Delhivery, India's leading integrated logistics and supply chain services provider, seeks to revolutionize commerce by leveraging world-class infrastructure, top-tier logistics operations, and cutting-edge technology. The data team plays a pivotal role in this mission, using advanced analytics to enhance the quality, efficiency, and profitability of Delhivery's operations, setting them apart from competitors.
Delhivery's data team is tasked with understanding and optimizing the vast amounts of data generated by their logistics operations. This includes cleaning, sanitizing, and manipulating data to extract valuable insights and features. Additionally, they are responsible for assisting the data science team in building forecasting models that can accurately predict various aspects of the logistics process, ultimately improving overall efficiency and customer satisfaction.

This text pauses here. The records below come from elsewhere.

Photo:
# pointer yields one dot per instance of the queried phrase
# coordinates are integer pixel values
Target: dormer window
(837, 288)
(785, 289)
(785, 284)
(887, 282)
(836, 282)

In this project, we dive deep into Delhivery's data engineering pipelines, working with a dataset that provides insights into trip creation times, route schedules, transportation types, trip details, and more. Our goal is to not only clean and process this data but also to derive meaningful insights and recommendations that can drive strategic decision-making and propel Delhivery towards even greater success in the dynamic logistics landscape.
- Python: Utilized for overall data analysis and manipulation.
- Numpy and Pandas: Employed for efficient data handling, cleaning, and preprocessing.
- Seaborn and Matplotlib.pyplot: Used for data visualization to identify trends and patterns.
- Statistical/Hypothesis Testing: Applied t-tests and chi-2 tests to validate insights and identify significant differences.
- Data Cleaning and Preprocessing: Ensured data quality by handling missing values, outliers, and transforming raw data into a usable format.
- Feature Engineering: Created new features to enhance model accuracy and provide deeper insights.
- Encoding: Converted categorical data into numerical formats for analysis.
- Outliers Handling using IQR Method: Identified and managed outliers to maintain data integrity and improve analysis accuracy.
By combining these technologies and strategies, I was able to extract valuable insights and provide actionable recommendations for operational improvement in a top logistics and supply chain company.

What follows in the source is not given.